Mary’s Story

Mary’s Story

A 75 degree spinal curve

At the age of 10, Mary was diagnosed with scoliosis. If left untreated, it could cause severe pain and sometimes result in death.

"Mary’s curve was at 75 degrees. So if you think of a right angle at 90 degrees, you can get an idea of how dramatic it was." – Patrick, Mary’s father

Aside from physical limitations caused by scoliosis, there was a heavy emotional burden for her to carry.

"It was hard, especially in middle school. You want to be normal…outside playing with your friends." –Mary

For close to five years, Mary spent 16 hours a day in a brace with the hopes the device would correct her spinal malformation. But she paid a price, as the brace brought unwelcome attention to her condition.

"I remember there was one boy on the school bus…who said ‘you look so crooked, you don't look normal, you look really weird.’"  –Mary

Despite vigilant use of her brace, her scoliosis only worsened, and soon it was apparent the only possible method of correction was surgery. The news was discouraging to say the least.

"I had no illusions that this wasn’t an easy surgery. I knew it was very difficult, long and involved." –Sally, Mary’s mom

For Mary and the rest of the family, the days and months leading up to the surgery marked a difficult but powerful time in their lives.

Surgery – a last resort

"The biggest risk and fear families and kids go through is that you are dealing with the spinal cord, or the spinal column that supports the spinal cord. The biggest fear is paralysis and neurologic injury."

– Gregory White, MD, PC, Pediatric Orthopedic Surgeon

So on March 8, 2007, Mary entered the operating room, her future – her life – were literally in the hands of Dr. White.

When she saw Mary being wheeled into surgery, Sally was very worried.

The significance of the day was lost on no one.

"We’ve been married 27 years. This was probably the most challenging moment we’ve had." –Patrick, Mary’s father

During Mary’s surgery, Dr. White inserted screws into the small bones of the spine that go from the back of the spine past the spinal cord into the front of the spine. Surgeons then unrotated the spine straightening it out.

Record-breaking success

When Dr. White came out the operating room, Mary’s parents could tell immediately he was upbeat, even before his first words were spoken.

He showed the concerned parents a small X-ray of the rods and inserted screws, and what was now a very straight spine. According to Dr White, Mary set a new personal record for him for the number of screws used during surgery.

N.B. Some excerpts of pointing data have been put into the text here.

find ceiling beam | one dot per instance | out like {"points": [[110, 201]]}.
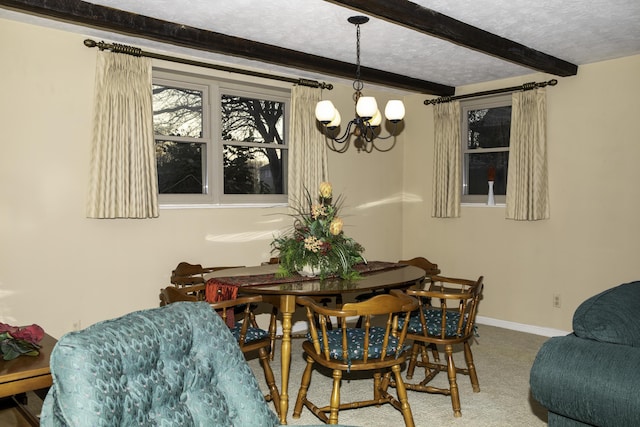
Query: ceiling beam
{"points": [[84, 13], [433, 23]]}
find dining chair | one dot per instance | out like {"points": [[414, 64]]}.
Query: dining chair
{"points": [[248, 334], [378, 349], [445, 317], [423, 263], [430, 269]]}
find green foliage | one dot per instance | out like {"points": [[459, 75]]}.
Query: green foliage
{"points": [[317, 240]]}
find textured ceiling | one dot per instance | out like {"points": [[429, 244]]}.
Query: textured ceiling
{"points": [[573, 30]]}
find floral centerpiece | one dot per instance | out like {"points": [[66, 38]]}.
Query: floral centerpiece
{"points": [[317, 244], [15, 341]]}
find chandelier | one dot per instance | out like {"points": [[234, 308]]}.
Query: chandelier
{"points": [[365, 127]]}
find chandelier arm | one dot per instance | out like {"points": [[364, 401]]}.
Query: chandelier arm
{"points": [[331, 144], [373, 144], [345, 136]]}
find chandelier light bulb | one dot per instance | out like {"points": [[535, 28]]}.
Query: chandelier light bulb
{"points": [[336, 120], [325, 111], [366, 107], [394, 111]]}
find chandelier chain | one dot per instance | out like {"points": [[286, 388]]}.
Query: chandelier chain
{"points": [[358, 85]]}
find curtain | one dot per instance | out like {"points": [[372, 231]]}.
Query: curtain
{"points": [[446, 160], [527, 181], [123, 181], [308, 165]]}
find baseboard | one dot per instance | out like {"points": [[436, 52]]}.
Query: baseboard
{"points": [[521, 327]]}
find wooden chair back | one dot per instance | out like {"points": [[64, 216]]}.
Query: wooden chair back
{"points": [[326, 322], [451, 311], [446, 316], [430, 268], [377, 346], [186, 274]]}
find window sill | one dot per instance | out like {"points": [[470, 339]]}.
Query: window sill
{"points": [[482, 205], [222, 206]]}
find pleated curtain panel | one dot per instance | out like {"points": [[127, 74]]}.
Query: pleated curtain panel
{"points": [[308, 165], [123, 179], [527, 179], [446, 162]]}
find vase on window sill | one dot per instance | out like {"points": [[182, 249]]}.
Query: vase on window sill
{"points": [[491, 200]]}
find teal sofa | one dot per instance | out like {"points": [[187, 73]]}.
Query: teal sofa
{"points": [[592, 376], [176, 365]]}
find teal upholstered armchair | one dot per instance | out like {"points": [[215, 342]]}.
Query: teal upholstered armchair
{"points": [[176, 365]]}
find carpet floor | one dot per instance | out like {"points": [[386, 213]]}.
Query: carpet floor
{"points": [[502, 357]]}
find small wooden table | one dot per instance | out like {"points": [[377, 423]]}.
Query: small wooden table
{"points": [[27, 373], [283, 296]]}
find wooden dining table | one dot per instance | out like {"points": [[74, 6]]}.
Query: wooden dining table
{"points": [[283, 294]]}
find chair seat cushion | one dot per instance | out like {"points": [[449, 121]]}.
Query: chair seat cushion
{"points": [[433, 319], [253, 334], [356, 350]]}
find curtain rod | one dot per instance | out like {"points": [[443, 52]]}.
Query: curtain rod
{"points": [[130, 50], [526, 86]]}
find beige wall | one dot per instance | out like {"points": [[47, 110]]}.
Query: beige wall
{"points": [[592, 240], [58, 268]]}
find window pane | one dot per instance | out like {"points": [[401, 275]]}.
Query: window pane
{"points": [[180, 167], [177, 111], [479, 164], [489, 127], [251, 170], [252, 120]]}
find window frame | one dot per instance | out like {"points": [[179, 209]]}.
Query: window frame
{"points": [[493, 101], [214, 88]]}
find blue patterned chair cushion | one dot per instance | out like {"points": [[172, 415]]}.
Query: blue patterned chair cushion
{"points": [[433, 319], [253, 334], [355, 346], [176, 365]]}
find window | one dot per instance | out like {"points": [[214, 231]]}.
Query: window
{"points": [[486, 128], [219, 142]]}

"Mary received excellent care. Not only from Dr. White, who was as we anticipated, awesome, but everyone that came through our door. Everyone cared about Mary as a person." –Sally

The record-breaking endeavor was significant for Mary, too. She’s now doing everything she’s ever wanted – including being a member of her high school’s state champion badminton team – without the heavy physical and emotional toll that once weighed her down.

"She has her whole life ahead of her, to embrace life, and live it any way she would like. It’s just a joy to see her so healthy." –Sally

Needless to say, Mary no longer needs a brace. She finds all the support and strength she needs from her family and within herself.